In der Studie des Öko-Instituts zu Carsharing in Stuttgart, Frankfurt und Köln stellte sich heraus, dass der Fahrzeugbesitz im zweijährigen Untersuchungszeitraum signifikant gestiegen ist. Die Verkehrsforscher bilanzieren: „Sowohl in Stuttgart als auch in Köln/Frankfurt kommt es in Zusammenhang mit der Nutzung von free-floating Carsharing unter den derzeitigen Rahmenbedingungen nicht zu einer Reduktion von Pkw im Straßenraum.“ Zwar begünstige Carsharing die Abschaffung von Pkw, doch erkläre sie diese nicht hinreichend. Oft diene das Teilen von Autos zur Überbrückung einer Lebensphase, in der sich Menschen kein eigenes Auto leisten wollen oder können.

Eine andere Studie zeigt dagegen einen Rückgang bei den Privatwagen. Bei dieser Befragung von Carsharing-Kunden in München gaben 11,6 Prozent der Befragten an, wegen der Nutzung von Sharing in ihrem Haushalt bereits einen Pkw abgeschafft zu haben.

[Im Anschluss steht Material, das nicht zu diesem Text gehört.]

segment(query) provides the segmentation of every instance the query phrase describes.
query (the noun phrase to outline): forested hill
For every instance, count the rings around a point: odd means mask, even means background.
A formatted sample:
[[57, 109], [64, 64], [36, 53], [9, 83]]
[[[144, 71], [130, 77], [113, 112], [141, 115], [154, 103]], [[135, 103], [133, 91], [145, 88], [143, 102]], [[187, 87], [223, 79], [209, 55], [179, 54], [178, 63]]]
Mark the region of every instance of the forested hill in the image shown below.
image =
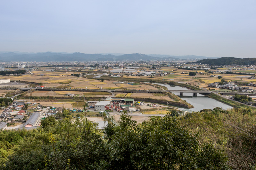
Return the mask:
[[240, 58], [235, 57], [221, 57], [216, 59], [207, 59], [199, 60], [192, 63], [211, 65], [224, 65], [231, 64], [237, 65], [256, 65], [256, 58]]

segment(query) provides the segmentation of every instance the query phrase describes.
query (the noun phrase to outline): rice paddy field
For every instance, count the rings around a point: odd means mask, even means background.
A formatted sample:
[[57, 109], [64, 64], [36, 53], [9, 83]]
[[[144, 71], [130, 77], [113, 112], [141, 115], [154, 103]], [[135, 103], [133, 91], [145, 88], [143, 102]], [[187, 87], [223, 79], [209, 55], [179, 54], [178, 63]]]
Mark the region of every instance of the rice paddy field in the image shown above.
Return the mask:
[[13, 91], [13, 90], [0, 90], [0, 97], [3, 97], [8, 92]]
[[63, 97], [69, 93], [74, 94], [80, 97], [104, 97], [109, 96], [109, 93], [106, 92], [70, 92], [69, 91], [35, 91], [26, 93], [28, 96], [36, 97], [49, 96]]
[[[192, 65], [190, 66], [193, 66]], [[73, 67], [75, 70], [75, 67]], [[229, 68], [224, 68], [219, 69], [220, 70], [226, 70]], [[113, 83], [114, 81], [105, 80], [102, 82], [100, 79], [95, 80], [87, 78], [84, 77], [78, 77], [71, 76], [71, 74], [75, 74], [82, 72], [79, 71], [74, 72], [56, 71], [52, 72], [49, 71], [52, 68], [42, 67], [40, 70], [33, 70], [30, 72], [34, 74], [33, 75], [25, 75], [19, 76], [3, 76], [0, 75], [0, 78], [3, 79], [10, 79], [11, 81], [24, 81], [34, 82], [37, 83], [42, 83], [43, 85], [49, 87], [58, 87], [65, 88], [70, 87], [71, 88], [87, 88], [87, 89], [135, 89], [137, 90], [157, 90], [157, 89], [152, 85], [140, 83], [135, 83], [133, 85], [124, 83]], [[200, 87], [207, 88], [209, 84], [215, 82], [219, 82], [220, 80], [216, 77], [211, 77], [210, 73], [207, 73], [204, 70], [188, 70], [178, 69], [177, 67], [161, 67], [161, 70], [165, 71], [168, 71], [174, 74], [167, 74], [163, 76], [143, 76], [143, 78], [152, 80], [159, 80], [165, 81], [173, 81], [183, 83], [187, 83], [193, 85], [198, 86]], [[111, 70], [111, 69], [110, 69]], [[145, 70], [147, 70], [146, 69]], [[47, 71], [48, 70], [48, 71]], [[90, 70], [90, 72], [97, 71], [97, 70]], [[256, 70], [233, 70], [232, 71], [256, 73]], [[190, 76], [188, 75], [190, 71], [197, 71], [198, 73], [195, 76]], [[202, 72], [202, 73], [199, 73]], [[183, 72], [185, 74], [182, 74]], [[44, 74], [43, 76], [40, 76], [41, 74]], [[123, 78], [132, 79], [137, 79], [139, 81], [142, 78], [141, 76], [127, 76], [125, 74], [120, 73]], [[256, 80], [249, 79], [248, 76], [245, 75], [231, 75], [221, 73], [216, 73], [215, 75], [221, 76], [223, 78], [229, 81], [234, 81], [238, 82], [246, 81], [248, 82], [255, 82]], [[116, 80], [116, 81], [118, 80]], [[80, 94], [77, 94], [78, 95]], [[3, 94], [2, 94], [3, 95]], [[36, 94], [40, 95], [39, 94]], [[49, 94], [49, 95], [52, 94]], [[1, 93], [0, 92], [0, 96]], [[128, 95], [127, 96], [131, 96]], [[155, 96], [156, 97], [156, 96]], [[160, 96], [158, 96], [160, 97]]]

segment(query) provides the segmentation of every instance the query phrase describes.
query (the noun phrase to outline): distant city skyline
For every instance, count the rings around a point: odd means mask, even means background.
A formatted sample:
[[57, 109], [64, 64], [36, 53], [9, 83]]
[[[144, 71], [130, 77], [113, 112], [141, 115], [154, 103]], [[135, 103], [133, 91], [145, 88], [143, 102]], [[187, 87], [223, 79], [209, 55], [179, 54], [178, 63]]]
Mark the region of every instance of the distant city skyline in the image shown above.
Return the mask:
[[256, 1], [6, 1], [0, 51], [256, 57]]

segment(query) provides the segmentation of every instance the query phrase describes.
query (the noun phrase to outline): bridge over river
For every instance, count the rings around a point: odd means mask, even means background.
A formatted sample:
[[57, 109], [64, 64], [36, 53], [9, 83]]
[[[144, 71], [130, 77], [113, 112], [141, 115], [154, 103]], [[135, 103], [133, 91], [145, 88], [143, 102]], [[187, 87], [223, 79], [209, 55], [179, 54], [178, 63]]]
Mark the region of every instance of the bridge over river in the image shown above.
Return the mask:
[[180, 93], [181, 96], [183, 96], [184, 93], [193, 93], [194, 96], [196, 96], [198, 93], [200, 94], [209, 94], [213, 92], [205, 90], [111, 90], [111, 89], [70, 89], [65, 88], [35, 88], [37, 90], [42, 91], [69, 91], [73, 92], [101, 92], [106, 91], [111, 92], [112, 95], [115, 93], [162, 93], [164, 92], [171, 93]]

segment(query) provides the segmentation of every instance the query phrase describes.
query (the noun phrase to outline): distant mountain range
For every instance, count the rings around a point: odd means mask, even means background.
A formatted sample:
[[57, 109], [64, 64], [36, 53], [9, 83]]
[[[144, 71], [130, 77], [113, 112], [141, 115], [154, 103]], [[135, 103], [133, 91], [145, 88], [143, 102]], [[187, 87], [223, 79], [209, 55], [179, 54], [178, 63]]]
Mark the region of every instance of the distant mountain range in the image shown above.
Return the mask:
[[224, 65], [236, 64], [238, 65], [256, 65], [256, 58], [240, 58], [235, 57], [221, 57], [216, 59], [210, 58], [199, 60], [192, 63], [201, 63], [210, 65]]
[[121, 53], [88, 54], [80, 53], [29, 53], [19, 52], [0, 51], [0, 60], [2, 61], [118, 61], [125, 60], [165, 60], [177, 61], [183, 59], [206, 58], [206, 57], [196, 55], [174, 56], [167, 55], [146, 55], [139, 53], [123, 54]]
[[179, 59], [203, 59], [205, 58], [218, 58], [218, 57], [207, 57], [204, 56], [198, 56], [198, 55], [162, 55], [160, 54], [148, 54], [148, 55], [160, 58], [169, 58], [174, 57]]

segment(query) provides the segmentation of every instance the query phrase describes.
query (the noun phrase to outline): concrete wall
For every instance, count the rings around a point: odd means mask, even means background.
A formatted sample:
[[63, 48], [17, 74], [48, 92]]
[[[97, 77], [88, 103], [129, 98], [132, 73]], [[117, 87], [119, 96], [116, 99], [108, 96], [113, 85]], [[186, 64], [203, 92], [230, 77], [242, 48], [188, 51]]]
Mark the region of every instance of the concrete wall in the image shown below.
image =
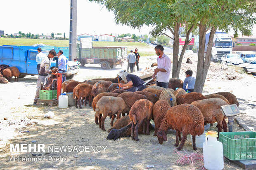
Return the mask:
[[256, 51], [256, 46], [235, 45], [233, 51]]

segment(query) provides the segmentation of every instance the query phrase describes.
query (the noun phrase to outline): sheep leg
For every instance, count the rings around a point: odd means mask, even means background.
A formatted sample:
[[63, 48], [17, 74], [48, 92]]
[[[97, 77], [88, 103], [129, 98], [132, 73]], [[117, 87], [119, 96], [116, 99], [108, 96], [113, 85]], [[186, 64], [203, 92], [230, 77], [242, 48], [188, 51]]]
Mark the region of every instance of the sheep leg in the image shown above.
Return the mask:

Car2Go zweifelt diese Ergebnisse an und verweist auf eine aktuelle Studie des Karlsruher Instituts für Technologie (KIT), die in den nächsten Monaten veröffentlicht werden soll. Daraus gehe hervor, dass jedes Fahrzeug von Car2go allein in Berlin bis zu 15,8 Privatfahrzeuge ersetze und insgesamt 18.000 Tonnen CO2 pro Jahr durch das Teilen von emissionsneutralen Elektroautos eingespart würden.

Civity, eine Strategieberatung für den Mobilitätssektor, kommt zu einer anderen Interpretation, die sich allerdings auf eine Studie aus dem Jahr 2014 bezieht. Sie kommt zu dem Ergebnis, dass Free-Floating-Carsharing Mobilitätsbedürfnisse unter fünf Kilometern befriedigt, die auch mit Bus, Bahn oder Fahrrad zu bewältigen wären. Bei dem stationsunabhängigen Modell handelt es sich demnach in einem erheblichen Umfang um „motorisierte Bequemlichkeitsmobilität im Nahbereich“.